Topics for Consideration:

1. French military intervention will face severe French casualties and it is very costly, which is extremely relevant after an expensive World War II that requires much money to fund reconstruction. 2. There would also be high civilian casualties since discerning who is a Minh supporter and who is a civilian is a difficult distinction to make. 3. Vietnamese want to achieve independence, but French will push for full imperialist control. 4. Not all Vietnamese want independence, as some see the revolution as not in their economic or peaceful interests. 5. The state of the French economy is very precarious. Is offering the Indochinese people independence in the economic interest of France? 6. How do other Indochinese people across the regions play into the matter? Is it fruitful or even possible to band together in opposition to the French? 7. The United States supports France, but it may not be willing to support French military endeavors in the region, since the US is opposed to France trying to reinforce its imperial stranglehold over a colony. The similarity to the American colonial plight against England may jeopardize the French alliance with America. 8. Severing ties with the US would not be in the interest of France, since the US is the only remaining Democratic economic power in the world. Therefore, if France follows through with trying to pursue its imperial power over Indochina, then it may risk estranging its relationship with the US. 9. Vietnam may consider making further efforts to appeal to the United States, capitalizing on its cognitive dissonance over the matter of French Imperialism.

Below you will find very brief summaries of the positions of the different factions of each side of the joint crisis. These are meant to help you craft ideas that you think might influence different factions across perspectives. Give thought to how these different factions work with one another as part of a larger government structure. You all have been assigned specific people that have been designated as belonging to one of the below factions. You will not be expected to embody how your character actually acted, but rather will be expected to properly represent the faction they are a part of.

Positions

French delegation:

• Military Personnel: Wants to intervene in French Indochina and reaffirm its control over the region. This bloc deals only with military aspects of Indochinese War. They care only about soldiers, supplies, and recognize Ho Chi Minh as an enemy above all else. They follow the "Glory of France" creed, yet are pragmatic enough to weigh the costs and gains from any actions.

• Left Leaning Politicians: This group would like to see France resume its imperialist policy in Indochina, but do not want to kill any locals in the region. Therefore, any action to oust Minh’s forces must discriminate between revolutionaries and non-revolutionaries. They also understand that Ho Chi Minh is not a Soviet revolutionary, but are not necessarily anticommunist.

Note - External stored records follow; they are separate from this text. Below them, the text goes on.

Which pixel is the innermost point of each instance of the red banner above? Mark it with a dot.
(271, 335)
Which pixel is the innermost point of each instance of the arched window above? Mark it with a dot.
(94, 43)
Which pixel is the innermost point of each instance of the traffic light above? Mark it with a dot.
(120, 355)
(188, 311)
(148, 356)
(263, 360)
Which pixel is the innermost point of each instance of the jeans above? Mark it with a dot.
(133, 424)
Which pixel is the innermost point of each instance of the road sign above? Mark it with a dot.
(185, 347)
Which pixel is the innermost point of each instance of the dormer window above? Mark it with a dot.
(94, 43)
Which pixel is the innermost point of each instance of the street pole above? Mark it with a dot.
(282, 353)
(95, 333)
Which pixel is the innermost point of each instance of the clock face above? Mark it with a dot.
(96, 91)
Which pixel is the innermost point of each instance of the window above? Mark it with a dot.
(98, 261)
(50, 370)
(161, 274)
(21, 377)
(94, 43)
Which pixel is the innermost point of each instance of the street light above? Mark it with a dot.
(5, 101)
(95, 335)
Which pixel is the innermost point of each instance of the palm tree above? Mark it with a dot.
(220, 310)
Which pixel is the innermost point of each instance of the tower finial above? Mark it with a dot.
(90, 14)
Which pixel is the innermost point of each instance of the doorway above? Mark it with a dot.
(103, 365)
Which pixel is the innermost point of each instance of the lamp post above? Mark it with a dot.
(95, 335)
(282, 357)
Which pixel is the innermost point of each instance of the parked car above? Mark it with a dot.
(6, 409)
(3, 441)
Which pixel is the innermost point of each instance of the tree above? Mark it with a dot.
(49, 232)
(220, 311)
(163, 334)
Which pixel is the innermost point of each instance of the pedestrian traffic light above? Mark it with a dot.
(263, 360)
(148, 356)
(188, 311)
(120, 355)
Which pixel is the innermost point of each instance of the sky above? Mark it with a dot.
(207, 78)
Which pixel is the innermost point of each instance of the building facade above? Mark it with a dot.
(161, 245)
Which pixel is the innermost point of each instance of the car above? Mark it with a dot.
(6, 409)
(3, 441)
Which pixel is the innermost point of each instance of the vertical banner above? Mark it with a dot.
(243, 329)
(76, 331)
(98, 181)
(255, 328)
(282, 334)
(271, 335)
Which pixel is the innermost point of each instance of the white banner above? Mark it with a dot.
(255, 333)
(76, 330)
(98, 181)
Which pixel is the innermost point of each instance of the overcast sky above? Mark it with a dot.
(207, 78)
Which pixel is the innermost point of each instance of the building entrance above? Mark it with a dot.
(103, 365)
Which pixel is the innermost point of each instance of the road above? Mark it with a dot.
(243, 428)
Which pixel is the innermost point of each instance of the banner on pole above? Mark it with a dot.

• Right Leaning Politicians: This group believes that France needs Indochina. They would like to prove the “Glory of France” by asserting worldly dominance, and reclaim lost revenue during the World War II.

Indochinese (Vietnamese) Delegation:

• Ho Chi Minh’s Forces: These forces have fought the French military in many low-intensity conflicts. Although they want autonomy and self-government, they would not be opposed to discussion with the French military.

• French sympathizers: This group consists of bureaucrats and leaders that were in power during the French rule prior to the Japanese involvement. Although they would like to resume their former positions, these Vietnamese people may be swayed by the highest bidder.

• Moderates: These Vietnamese people are largely impartial, and will side with whoever will offer peace.